Louisville, Kentucky

January 2000

In Lesson 9, the effects of experimental factors on a test of significance were discussed, particularly the difficulties with the choice of the alpha level and the size of N. There is yet another difficulty related to the alpha level when more than two methods need to be compared. For example, suppose a researcher decided to test several different levels of antibiotics. Could you use a t-test to compare each experimental group to the control group. The answer is yes, but each time another t-test is performed, the alpha level will increase above the 0.05 limit, which makes it more difficult to judge whether there is a significance difference between the groups.

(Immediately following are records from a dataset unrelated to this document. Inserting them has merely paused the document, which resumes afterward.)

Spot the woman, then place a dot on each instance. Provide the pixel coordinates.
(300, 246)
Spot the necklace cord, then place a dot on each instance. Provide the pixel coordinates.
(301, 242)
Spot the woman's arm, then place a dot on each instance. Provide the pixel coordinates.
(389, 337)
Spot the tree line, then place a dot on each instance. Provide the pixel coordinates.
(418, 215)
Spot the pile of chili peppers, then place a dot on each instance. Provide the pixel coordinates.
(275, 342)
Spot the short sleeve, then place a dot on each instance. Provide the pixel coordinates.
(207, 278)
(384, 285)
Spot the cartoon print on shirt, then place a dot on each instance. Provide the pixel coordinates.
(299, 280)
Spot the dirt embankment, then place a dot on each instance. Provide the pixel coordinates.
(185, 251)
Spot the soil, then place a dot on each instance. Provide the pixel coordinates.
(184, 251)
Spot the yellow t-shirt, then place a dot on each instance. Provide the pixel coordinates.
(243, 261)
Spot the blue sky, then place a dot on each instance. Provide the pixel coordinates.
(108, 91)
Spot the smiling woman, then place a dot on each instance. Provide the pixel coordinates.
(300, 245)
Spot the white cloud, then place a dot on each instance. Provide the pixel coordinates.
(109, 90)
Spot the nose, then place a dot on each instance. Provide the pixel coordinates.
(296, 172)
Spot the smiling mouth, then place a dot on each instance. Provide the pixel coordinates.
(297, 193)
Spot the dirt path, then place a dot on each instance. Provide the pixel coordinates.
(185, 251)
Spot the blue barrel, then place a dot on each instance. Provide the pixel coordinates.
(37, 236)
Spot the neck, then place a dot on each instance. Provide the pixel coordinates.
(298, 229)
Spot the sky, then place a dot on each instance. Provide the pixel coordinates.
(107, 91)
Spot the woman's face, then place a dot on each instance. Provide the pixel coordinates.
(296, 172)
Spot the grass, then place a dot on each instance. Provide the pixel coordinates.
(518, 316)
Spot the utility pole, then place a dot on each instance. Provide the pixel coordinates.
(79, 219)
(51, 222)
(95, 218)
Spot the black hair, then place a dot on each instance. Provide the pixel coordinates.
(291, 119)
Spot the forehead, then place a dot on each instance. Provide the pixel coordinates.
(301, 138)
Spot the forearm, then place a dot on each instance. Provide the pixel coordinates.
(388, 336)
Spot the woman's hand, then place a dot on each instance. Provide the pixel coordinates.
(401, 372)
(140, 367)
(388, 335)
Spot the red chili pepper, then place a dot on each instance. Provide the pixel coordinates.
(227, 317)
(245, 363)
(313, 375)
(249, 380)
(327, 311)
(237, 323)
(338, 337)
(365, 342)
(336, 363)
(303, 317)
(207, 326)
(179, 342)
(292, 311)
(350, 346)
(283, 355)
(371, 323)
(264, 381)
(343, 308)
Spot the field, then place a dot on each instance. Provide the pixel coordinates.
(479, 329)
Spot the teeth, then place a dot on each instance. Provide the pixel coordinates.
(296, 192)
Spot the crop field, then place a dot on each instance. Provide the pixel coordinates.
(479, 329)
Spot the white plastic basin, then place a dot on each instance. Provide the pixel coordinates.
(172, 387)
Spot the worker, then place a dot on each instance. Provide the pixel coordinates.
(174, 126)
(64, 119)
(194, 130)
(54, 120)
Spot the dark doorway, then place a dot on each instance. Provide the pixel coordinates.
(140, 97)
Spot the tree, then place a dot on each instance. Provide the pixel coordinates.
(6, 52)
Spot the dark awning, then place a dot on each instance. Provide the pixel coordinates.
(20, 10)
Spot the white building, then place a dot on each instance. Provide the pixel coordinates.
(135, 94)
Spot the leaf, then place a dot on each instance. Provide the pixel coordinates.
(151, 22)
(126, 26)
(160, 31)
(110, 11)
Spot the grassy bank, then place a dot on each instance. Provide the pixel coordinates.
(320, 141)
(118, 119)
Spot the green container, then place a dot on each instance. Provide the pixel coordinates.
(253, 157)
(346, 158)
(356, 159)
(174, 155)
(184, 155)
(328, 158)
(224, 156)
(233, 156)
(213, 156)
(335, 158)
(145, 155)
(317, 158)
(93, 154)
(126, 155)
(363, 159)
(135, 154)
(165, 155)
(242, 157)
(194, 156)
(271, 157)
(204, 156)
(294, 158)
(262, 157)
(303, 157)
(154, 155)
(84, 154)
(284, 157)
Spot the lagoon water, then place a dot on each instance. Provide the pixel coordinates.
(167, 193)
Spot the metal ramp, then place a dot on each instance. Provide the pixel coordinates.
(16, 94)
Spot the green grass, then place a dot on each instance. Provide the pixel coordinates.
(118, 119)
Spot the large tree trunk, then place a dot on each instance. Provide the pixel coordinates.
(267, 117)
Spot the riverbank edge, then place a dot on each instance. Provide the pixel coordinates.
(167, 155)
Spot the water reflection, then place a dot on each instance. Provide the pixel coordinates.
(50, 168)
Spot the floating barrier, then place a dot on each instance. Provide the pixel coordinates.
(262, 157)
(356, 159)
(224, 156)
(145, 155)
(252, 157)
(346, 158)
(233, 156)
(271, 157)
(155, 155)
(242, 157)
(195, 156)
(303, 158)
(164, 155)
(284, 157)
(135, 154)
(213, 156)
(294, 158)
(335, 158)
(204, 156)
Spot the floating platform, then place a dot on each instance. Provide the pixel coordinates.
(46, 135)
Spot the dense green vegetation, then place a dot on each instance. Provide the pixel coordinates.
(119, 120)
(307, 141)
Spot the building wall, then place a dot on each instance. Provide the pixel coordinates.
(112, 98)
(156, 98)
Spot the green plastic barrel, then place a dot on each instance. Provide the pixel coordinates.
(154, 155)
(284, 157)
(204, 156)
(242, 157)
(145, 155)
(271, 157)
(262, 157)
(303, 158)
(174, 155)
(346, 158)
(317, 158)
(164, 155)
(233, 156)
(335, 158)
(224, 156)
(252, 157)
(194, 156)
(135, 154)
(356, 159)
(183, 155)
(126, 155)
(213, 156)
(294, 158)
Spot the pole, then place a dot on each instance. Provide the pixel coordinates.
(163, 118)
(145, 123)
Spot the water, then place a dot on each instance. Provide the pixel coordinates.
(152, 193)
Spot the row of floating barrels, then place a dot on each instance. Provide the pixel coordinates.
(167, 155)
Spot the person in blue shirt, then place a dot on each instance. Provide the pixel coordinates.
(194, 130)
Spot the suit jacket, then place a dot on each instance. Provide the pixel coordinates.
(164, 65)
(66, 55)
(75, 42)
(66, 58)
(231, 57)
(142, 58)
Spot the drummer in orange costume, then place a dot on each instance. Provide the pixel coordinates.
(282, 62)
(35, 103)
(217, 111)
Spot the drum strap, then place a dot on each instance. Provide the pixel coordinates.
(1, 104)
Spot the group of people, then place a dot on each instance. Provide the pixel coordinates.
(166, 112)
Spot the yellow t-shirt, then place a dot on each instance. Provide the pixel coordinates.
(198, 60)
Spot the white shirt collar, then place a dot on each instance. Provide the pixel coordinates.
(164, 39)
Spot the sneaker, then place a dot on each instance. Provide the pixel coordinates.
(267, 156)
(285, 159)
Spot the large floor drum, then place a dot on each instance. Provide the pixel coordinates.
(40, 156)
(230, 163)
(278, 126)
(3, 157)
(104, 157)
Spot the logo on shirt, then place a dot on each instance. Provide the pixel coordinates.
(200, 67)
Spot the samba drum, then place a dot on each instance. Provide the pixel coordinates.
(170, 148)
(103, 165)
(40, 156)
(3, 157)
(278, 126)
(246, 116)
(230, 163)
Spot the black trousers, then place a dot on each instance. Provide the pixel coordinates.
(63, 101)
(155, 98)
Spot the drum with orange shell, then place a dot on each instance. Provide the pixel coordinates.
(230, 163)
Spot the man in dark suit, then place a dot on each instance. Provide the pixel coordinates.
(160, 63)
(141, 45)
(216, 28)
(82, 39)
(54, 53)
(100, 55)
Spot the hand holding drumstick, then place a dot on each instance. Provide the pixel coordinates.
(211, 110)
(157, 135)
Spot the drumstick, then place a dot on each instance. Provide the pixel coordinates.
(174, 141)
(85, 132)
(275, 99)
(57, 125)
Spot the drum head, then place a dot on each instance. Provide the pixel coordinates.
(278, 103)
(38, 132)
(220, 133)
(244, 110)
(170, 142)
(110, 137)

You may be more familiar with a similar difficulty that occurs in laboratory QC when more than one control material is analyzed or more than one control observation is collected. When a control chart has control limits set as the mean plus and minus 2 standard deviations, this is comparable to a test of significance at an alpha level of 0.05, i.e., a 5% false rejection rate is expected when a single control material is analyzed or a single control observation is collected. If two different materials are analyzed or two control measurements collected and both are compared to 2 SD limits, the false rejection rate increases to almost 10%; with three control materials or three observations, the false rejection rate increases to about 14%. In effect, alpha level that was set as 0.05 applies only to a single application of the test of significance. Multiple applications will increase the chance of rejecting the null hypothesis when no difference exists (i.e., will cause false rejections).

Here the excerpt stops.